In order to account for thrombus volume, the average aggregate area was also calculated for the last image acquired in each flow run (after 8 min of perfusion) to give an indication of individual aggregate size and stability. This revealed a significant decrease in average aggregate area for P2Y12 inhibition and a lesser decrease with in vitro aspirin (Fig. 4c, e). The lack of a detectable aspirin-induced effect may be due to the shear rates used in these experiments: at 1,500 s−1, vWF is thought to be a dominant driver of platelet recruitment and aggregate formation to collagen. Our results suggest that aspirin does not prevent vWF and collagen platelet receptor effects at this shear rate compared with P2Y12 inhibition. Previous reports have indicated that P2Y12 antagonists reduce thrombus formation independent of shear [31], while COX-1 inhibition, e.g., aspirin effects, depends on shear rates [32]. Together with our data, this suggests that P2Y12 inhibition more efficiently extends platelet recruitment time and reduces aggregate growth rates and overall aggregate area at arterial shear compared to aspirin. The assay of Hosokawa et al. [33] mentioned above results in diminished pressure changes (thrombus growth) in patients receiving dual-antiplatelet therapy (aspirin and/or thienopyridine), whereas aspirin monotherapy patients showed a lesser effect on the pressure changes when whole blood was perfused over a collagen surface. The study concludes that aspirin monotherapy patients have high residual platelet thrombogenicity that is predominantly dependent on ADP. These results are in agreement with those presented here.
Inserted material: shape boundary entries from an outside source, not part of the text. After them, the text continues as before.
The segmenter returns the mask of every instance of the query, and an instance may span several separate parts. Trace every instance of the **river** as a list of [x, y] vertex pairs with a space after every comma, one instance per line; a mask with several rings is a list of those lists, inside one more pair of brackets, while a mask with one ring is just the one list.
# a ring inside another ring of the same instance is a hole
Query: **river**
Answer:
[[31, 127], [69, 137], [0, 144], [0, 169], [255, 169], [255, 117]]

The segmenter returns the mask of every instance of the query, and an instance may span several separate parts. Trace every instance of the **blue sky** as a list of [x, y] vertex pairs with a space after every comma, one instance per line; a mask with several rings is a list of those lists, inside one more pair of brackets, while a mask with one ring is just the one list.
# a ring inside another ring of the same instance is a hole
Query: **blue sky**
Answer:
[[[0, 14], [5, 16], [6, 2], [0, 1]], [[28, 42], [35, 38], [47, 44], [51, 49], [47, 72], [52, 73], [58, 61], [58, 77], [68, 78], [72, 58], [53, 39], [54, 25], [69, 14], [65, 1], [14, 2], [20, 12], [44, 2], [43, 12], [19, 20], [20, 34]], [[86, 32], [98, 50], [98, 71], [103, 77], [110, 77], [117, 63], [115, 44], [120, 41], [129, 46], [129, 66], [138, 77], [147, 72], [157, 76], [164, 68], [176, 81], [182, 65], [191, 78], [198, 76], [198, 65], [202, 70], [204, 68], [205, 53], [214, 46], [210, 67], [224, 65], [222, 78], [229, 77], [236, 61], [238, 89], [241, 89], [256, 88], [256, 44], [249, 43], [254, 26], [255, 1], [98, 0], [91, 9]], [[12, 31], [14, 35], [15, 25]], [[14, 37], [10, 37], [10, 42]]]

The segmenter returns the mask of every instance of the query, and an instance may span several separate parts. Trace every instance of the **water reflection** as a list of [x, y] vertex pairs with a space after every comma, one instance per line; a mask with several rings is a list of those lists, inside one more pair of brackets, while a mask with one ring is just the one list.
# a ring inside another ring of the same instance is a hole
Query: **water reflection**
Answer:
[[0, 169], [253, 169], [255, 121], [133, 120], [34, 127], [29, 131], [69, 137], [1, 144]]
More interestingly, in vivo effects of these inhibitors were detected by this assay. Patients taking aspirin and clopidogrel exhibit delayed rates of platelet recruitment and aggregate buildup on collagen compared to controls that were qualitatively in significant excess of the delay in aggregate formation measured for either in vitro clopidogrel or aspirin, together with a reduction in average aggregate area qualitatively similar to the in vitro effect of ASA (Fig. 5). Importantly, this demonstrates the utility and robustness of this assay in determining the antiplatelet effects of these two agents in a clinical setting and suggests the potential to discern non-response to clopidogrel even in patients on dual-antiplatelet therapy. Furthermore, combining this assay method with thrombus volume measurements [30] may prove useful for comparing the effects of new clinical antiplatelet agents to determine their potential to reduce thrombotic risk.
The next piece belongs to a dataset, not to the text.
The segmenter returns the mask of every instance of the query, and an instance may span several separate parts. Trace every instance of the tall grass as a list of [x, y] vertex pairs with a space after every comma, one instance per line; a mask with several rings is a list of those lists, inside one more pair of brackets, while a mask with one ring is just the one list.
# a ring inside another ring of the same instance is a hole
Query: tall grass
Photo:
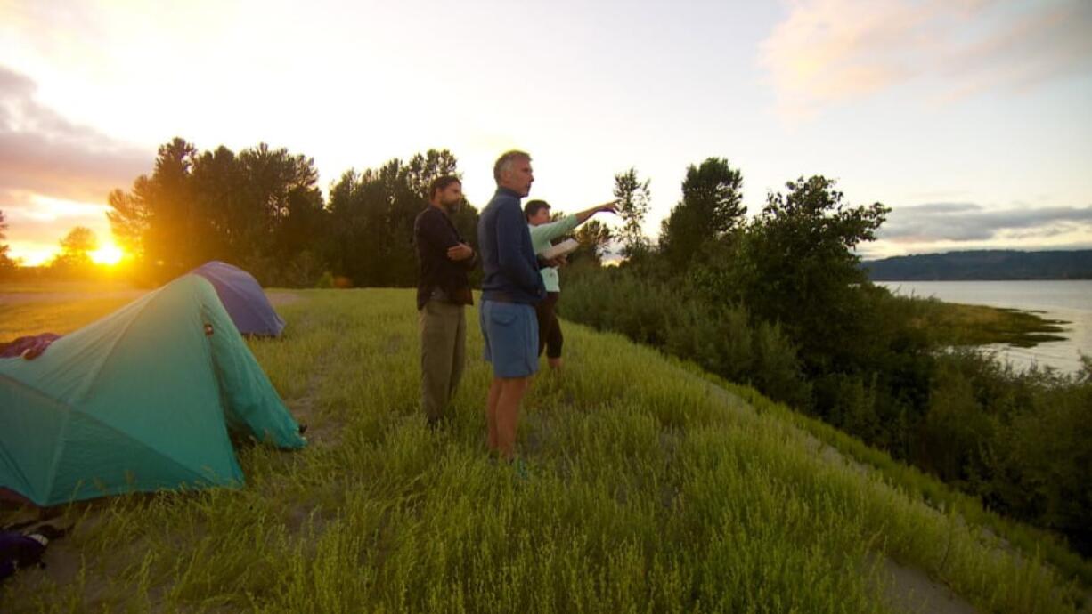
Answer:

In conclusion, the present study characterizes a novel alternative assay method to measure the inhibition of human platelet function following antiplatelet therapy. 2-MeSAMP and aspirin produce their pharmacological effects through two distinct mechanisms, both of which produce measureable results in the recorded assay parameters; this assay detects the antagonistic effect of these drugs as well as their distinctive ability to inhibit platelet function that leads to aggregate formation.